Specifically, the data from 500 million LinkedIn users They have been compiled and are for sale on the Internet. The database of the web to look for work has been discovered by CyberNews, where in addition the hackers have offered a registry of 2 million people as proof of the existence of the database.
Name, phone numbers, email and more filtered from Linkedin
Among the data that appear in the leak are the LinkedIn ID of each user, full name, phone numbers, email addresses, phone numbers, gender, links to other LinkedIn profiles, links to profiles on other social networks, and work history and other information available on the profiles. Being a website with our online curriculum, all the public data that we have could have ended up in that database.
The data has been put up for sale on RaidForums, just like on Facebook. In this case, the data owner is asking for at least 4-digit figures for the data at least in exchange for the entire database.
As with the Facebook database, an attacker with all this data can carry out phishing attacks against us by knowing our name, email and much more information, giving a touch of realism if it impersonates a bank or other company with which we have contracted services. They can also phone us with spam calls and also impersonating other people. Finally, they can try to brute force our LinkedIn passwords.
Beware of spam phone calls or phishing emails
Therefore, it is advisable in these cases to be extremely careful with calls or emails we receive. For example, we may receive emails from hackers posing as LinkedIn, where they only seek us to provide them with the password and other information to gain access. It is advisable to make sure whether or not it is a email real is to enter the official LinkedIn website and manually make the changes without clicking on any suspicious link.

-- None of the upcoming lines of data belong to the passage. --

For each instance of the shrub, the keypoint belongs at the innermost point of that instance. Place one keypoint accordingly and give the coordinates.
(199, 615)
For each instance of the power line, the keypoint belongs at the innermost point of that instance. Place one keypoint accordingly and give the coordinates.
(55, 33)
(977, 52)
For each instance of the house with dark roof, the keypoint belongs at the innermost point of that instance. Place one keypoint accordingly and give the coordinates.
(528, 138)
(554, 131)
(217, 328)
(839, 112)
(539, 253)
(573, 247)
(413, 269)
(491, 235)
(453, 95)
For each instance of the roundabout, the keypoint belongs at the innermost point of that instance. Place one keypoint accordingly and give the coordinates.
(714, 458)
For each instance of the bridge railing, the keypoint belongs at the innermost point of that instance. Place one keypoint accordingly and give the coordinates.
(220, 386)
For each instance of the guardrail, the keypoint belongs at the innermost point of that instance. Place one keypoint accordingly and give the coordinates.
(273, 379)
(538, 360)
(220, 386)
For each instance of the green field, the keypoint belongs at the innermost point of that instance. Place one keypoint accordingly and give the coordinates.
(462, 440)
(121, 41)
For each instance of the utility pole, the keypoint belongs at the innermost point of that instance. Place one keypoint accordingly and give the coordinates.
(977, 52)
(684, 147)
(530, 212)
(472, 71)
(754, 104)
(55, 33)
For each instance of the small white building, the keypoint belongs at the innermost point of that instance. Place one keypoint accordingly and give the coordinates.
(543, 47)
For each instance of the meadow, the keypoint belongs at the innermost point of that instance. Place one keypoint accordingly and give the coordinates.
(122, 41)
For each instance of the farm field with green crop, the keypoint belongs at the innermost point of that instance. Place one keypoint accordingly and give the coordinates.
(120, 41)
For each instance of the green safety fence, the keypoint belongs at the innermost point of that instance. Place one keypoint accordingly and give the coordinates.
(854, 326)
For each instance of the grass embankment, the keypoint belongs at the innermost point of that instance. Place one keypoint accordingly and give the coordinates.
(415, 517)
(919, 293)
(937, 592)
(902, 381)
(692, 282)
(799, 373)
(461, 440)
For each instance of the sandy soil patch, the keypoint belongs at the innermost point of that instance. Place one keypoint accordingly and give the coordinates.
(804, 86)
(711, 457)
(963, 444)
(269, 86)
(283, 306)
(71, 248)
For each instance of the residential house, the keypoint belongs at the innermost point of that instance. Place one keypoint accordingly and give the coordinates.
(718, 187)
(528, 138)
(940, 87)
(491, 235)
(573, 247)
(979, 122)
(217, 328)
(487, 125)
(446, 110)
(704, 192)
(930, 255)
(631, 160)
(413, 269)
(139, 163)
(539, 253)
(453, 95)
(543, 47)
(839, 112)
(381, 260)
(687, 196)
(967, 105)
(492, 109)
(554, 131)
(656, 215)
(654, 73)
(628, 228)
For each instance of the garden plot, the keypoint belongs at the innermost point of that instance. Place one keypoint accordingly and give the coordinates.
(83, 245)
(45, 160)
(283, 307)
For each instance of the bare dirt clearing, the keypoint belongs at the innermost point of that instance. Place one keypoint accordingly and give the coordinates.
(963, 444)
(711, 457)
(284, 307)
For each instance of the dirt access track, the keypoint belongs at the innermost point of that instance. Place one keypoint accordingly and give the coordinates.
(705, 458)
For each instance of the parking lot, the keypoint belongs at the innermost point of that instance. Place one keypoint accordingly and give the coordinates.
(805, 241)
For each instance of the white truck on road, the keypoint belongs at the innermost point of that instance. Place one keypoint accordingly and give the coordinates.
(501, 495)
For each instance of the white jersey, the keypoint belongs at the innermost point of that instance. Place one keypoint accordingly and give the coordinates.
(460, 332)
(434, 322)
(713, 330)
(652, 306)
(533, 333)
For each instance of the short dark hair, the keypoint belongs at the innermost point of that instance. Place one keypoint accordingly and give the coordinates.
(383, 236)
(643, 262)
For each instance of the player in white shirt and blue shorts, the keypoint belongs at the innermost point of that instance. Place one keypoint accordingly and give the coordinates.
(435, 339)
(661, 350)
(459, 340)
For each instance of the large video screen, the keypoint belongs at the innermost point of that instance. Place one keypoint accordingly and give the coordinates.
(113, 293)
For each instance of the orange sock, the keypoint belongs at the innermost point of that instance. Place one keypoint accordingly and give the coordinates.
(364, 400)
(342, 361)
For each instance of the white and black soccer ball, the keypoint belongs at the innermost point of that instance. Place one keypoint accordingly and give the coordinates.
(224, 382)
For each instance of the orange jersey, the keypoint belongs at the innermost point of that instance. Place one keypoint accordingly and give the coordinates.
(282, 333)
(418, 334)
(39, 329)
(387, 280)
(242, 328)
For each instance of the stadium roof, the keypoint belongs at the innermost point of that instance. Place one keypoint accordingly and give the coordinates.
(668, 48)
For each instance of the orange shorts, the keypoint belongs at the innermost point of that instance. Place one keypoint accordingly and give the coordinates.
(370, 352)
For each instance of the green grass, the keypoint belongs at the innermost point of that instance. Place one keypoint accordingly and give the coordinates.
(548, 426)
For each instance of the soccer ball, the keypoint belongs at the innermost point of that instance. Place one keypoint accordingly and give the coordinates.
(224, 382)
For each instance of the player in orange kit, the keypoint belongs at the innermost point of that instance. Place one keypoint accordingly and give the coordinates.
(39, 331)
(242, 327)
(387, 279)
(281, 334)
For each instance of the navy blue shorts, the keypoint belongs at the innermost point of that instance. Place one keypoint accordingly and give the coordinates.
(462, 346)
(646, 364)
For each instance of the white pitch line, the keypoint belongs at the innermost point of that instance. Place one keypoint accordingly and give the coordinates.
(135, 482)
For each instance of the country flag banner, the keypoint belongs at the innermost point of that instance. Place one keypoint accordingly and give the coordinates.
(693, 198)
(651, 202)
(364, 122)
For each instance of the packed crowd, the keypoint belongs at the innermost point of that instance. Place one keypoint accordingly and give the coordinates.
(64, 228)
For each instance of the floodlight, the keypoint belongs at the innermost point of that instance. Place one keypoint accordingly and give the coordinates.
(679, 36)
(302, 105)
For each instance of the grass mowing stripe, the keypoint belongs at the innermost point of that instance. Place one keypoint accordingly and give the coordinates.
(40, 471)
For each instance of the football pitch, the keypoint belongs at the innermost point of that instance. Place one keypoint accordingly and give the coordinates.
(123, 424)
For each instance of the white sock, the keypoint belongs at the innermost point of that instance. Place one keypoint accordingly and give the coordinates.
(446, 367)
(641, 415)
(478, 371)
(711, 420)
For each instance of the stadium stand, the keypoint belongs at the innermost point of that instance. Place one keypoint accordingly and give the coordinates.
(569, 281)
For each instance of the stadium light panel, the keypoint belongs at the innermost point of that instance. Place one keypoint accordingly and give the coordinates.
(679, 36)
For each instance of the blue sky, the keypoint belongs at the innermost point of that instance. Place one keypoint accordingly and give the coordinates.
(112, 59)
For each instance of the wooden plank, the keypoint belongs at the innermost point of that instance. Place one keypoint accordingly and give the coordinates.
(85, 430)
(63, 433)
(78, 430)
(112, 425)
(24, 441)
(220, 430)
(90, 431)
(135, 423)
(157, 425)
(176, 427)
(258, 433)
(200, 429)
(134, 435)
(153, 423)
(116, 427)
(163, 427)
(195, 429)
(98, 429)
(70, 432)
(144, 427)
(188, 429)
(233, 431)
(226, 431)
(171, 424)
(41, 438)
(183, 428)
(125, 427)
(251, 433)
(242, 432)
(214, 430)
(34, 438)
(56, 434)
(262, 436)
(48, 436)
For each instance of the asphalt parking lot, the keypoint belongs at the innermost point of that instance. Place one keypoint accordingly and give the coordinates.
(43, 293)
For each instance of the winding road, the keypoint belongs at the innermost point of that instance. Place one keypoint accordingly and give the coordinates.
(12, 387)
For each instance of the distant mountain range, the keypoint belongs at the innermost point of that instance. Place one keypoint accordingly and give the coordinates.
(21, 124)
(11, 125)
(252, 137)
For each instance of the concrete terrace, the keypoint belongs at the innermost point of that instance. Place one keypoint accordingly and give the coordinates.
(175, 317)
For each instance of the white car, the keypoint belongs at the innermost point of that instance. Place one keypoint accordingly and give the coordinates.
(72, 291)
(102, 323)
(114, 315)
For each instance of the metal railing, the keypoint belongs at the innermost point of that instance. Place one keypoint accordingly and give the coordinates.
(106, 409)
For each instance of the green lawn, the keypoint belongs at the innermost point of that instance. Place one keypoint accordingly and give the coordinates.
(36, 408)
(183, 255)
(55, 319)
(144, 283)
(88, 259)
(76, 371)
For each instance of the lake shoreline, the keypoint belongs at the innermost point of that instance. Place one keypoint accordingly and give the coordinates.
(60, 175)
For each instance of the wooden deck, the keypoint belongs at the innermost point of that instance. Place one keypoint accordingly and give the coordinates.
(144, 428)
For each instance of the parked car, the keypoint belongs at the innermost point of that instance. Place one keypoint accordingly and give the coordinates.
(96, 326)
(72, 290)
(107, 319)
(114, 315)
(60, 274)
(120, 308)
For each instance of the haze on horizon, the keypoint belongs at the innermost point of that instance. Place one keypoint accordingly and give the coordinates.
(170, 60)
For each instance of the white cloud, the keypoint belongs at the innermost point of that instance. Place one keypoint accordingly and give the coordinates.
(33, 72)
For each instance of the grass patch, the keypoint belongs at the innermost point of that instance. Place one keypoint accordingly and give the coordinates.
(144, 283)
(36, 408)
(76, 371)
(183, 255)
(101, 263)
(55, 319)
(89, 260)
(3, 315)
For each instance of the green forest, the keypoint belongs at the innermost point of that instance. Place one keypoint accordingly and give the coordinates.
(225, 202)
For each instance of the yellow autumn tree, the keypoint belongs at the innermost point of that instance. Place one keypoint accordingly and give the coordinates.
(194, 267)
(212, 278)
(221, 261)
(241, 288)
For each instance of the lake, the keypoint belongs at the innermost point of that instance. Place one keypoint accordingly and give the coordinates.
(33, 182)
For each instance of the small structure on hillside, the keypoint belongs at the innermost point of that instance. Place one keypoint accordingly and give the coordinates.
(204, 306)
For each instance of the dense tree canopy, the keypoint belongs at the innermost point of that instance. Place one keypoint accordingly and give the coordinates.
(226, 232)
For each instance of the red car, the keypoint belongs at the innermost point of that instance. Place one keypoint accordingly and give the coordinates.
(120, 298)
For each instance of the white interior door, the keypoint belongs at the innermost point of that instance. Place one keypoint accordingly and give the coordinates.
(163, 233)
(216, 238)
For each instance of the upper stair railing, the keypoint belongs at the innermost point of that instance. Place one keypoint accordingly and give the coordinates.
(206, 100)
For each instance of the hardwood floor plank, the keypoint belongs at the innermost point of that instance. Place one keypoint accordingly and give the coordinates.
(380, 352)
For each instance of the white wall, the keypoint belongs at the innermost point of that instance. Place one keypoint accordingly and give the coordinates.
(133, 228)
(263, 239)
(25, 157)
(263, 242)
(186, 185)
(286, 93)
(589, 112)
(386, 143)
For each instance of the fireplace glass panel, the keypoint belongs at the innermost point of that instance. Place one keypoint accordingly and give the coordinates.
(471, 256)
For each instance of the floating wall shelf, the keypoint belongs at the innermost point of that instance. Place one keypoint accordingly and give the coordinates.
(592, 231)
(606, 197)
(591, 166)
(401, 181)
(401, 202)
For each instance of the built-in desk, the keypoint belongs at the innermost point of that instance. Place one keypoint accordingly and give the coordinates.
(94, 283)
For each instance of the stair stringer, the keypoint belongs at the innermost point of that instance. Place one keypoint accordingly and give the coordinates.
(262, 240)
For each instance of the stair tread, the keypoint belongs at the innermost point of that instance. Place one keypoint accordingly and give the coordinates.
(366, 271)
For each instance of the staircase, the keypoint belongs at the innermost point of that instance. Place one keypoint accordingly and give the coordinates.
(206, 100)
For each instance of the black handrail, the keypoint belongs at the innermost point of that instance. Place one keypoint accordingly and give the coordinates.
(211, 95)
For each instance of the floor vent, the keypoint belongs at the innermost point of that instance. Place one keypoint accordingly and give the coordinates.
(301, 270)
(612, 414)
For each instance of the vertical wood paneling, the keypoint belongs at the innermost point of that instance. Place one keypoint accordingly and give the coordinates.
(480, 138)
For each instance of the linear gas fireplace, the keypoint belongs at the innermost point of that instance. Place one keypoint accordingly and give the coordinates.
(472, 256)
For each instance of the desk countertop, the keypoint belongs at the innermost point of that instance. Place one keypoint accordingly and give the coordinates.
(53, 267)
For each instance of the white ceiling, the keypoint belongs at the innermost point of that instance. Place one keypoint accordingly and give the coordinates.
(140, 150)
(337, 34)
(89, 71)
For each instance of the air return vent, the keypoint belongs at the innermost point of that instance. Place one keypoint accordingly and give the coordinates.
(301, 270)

Another recommendation is never reuse passwords between several services, since if they manage to hack it on one website, they can reuse it on another to take control of the accounts if we do not have two-step verification activated. For this, it is recommended to use password managers with unique passwords for each platform. In turn, two-step verification with applications such as Google Authenticator is recommended whenever possible, since it is much more secure than using SMS.
At the moment we cannot check if we are in the LinkedIn hack, so we will have to wait until the database is added to Have I Been Pwned, where the phones could also be added if enough appear.